This story revolves around the relationship of a young, shy boy named Colin and a popular though troubled boy, Roy. Colin, the typical shy geeky character found in so many novels (a young boy who prefers reading to sports, comic books to approaching a girl, etc.) has been moved from city to city and thus has no friends until Roy. Colin, unable to believe his luck in befriending an athletic, popular boy such as Roy, is willing to maintain their friendship at all costs.
Enter Roy, a boy with two faces – the polite one who would rush to carry grocery bags for an old lady, and the other one, who would torture a cat with sheer delight. Only Colin knew of this other, budding young serial killer, while the other served as the popular character the community loved. However as Colin became more and more intimate with this second, less desirable Roy, his life spirals out of control. Together they begin to plan a murder – Roy with glee, and Colin with skepticism, until Colin realizes that it is something more. Colin, in an effort to seek help, realizes that his friends aside from Roy are nil – even where his family is concerned. In addition, Roy now sees Colin as a mortal enemy, betraying him as another had once done. It soon becomes revealed that the last friend Roy saw as betraying him was burned alive. Colin realizes how serious Roy is now.
As a young boy Colin now sees his life in danger on a daily basis. Without the help of any adults he realizes that he must win this battle against Roy alone, and success becomes of life or death importance.

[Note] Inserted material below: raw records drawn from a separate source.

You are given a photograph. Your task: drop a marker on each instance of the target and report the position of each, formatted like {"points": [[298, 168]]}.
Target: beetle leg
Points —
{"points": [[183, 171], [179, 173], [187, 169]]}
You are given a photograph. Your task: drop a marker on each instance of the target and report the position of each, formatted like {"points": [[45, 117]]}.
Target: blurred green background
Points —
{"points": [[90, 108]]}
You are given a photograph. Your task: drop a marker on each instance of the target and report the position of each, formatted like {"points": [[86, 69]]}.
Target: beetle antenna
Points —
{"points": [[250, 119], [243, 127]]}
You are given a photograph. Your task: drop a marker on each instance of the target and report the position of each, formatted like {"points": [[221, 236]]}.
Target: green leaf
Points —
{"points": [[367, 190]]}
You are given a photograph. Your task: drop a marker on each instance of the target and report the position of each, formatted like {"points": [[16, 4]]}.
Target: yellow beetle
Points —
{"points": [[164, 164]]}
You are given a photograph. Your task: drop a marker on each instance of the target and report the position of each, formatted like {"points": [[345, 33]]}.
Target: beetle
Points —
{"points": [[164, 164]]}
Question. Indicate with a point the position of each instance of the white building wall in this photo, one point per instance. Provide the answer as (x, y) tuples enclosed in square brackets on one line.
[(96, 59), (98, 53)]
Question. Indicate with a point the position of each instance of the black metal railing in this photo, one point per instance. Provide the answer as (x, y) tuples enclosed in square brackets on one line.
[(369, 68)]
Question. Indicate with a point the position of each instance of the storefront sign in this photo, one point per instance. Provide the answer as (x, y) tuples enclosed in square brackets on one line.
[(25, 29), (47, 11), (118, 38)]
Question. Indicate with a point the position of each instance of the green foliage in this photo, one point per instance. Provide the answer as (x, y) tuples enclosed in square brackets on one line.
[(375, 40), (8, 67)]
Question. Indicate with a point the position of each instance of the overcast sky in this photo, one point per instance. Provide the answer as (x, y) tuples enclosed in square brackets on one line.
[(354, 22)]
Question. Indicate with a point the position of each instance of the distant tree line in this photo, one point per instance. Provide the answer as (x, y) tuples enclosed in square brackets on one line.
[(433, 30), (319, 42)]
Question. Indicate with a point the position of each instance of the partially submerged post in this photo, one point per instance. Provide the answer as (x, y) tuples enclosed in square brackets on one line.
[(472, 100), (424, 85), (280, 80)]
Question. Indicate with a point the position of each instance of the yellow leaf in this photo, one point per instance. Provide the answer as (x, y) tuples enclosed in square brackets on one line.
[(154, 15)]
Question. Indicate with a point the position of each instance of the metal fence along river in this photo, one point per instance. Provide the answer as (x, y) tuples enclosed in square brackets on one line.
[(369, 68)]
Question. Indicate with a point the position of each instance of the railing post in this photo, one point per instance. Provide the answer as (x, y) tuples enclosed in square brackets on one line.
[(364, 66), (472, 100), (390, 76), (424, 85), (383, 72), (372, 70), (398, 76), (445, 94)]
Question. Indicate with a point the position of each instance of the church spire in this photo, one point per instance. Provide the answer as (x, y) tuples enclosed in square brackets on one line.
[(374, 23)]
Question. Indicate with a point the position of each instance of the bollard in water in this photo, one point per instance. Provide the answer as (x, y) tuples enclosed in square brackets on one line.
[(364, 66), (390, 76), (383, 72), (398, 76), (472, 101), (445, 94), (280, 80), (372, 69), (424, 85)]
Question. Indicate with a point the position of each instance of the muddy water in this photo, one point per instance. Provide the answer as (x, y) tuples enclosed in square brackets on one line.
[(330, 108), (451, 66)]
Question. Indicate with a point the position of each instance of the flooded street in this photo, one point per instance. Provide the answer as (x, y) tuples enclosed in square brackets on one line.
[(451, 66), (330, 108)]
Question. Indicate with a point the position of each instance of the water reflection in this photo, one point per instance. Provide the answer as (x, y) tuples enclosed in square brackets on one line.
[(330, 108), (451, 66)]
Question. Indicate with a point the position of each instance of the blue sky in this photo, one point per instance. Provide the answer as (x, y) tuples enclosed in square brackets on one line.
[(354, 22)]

In The Voice of the Night Koontz is able to weave a tale worthy of holding the readers attention. While the character Colin is a classic fiction subject – geeky, inexperienced with girls, not the least bit athletic, and even the surface Roy is a classic character – popular, athletic, and attractive; Koontz is able to breathe life into characters that readers have seen time and again in practically every genre. To see Koontz weave this underlying personality in Roy, this sinister, reckless, inhumane boy-next-door, is indeed a treat. However the treat ends there. While the story indeed moves at a desirable pace, with all of the action that the paper jacket promises, Koontz makes a very Koontz-like mistake. The ending, like the ending in many of his other books, seems to be a patchwork job where he makes sure that everything turns out alright. The reader begins to feel as if all of their worry about the fate of Colin (or Roy for that matter) was for nothing. As with many Koontz books, the story line gets thumbs up, while the ending gets a shrug.